A way I’ve been verbalizing something we all think about lately:
Our ILSs were originally intended to support our work flow. The old-fashioned-sounding phrase we still use–“automation”–points at this. We were providing ‘automation’ to make individual jobs easier. Whether the ILSs we have do this well or not is another question, but some still assume that the evaluation of an ILS stop and ends here.
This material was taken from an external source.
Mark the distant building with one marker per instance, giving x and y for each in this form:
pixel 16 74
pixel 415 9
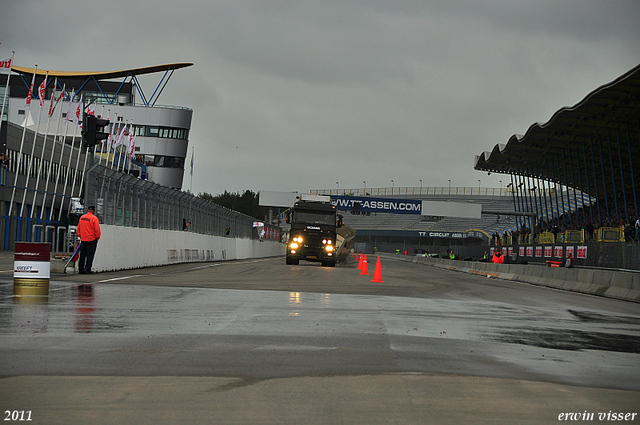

But in fact, in the current environment there is another factor to evaluate. Not just work flow support, but ILS serving as a data store for the ‘business’ of the library. The work that the ILS is supporting produces all sorts of data—the most obvious ones being bib records and holdings information, but it doesn’t stop there. The ILS needs to provide this data, not just to support current identified work flow and user tasks, but to be a data store in and of itself for other software, existing and yet to be invented, supporting tasks existing and yet to be discovered. The ILS needs to function as a data store for the ‘single business’ of our library. Not neccesarily the only one (although there’s something to be said for a single data store for our ‘single business’), but the data that IS in there needs to be accesible.
Thanks to Lorcan Dempsey for pointing out the concept of ‘single business systems environment’ in the National Library of Australia’s IT Architecture report, which got me articulating in this way. I think it’s on the way to a useful way to articulate things which are often understood by ‘us’ but not articulated well to ‘them’ (adminstrators, vendors, our less technically minded colleagues).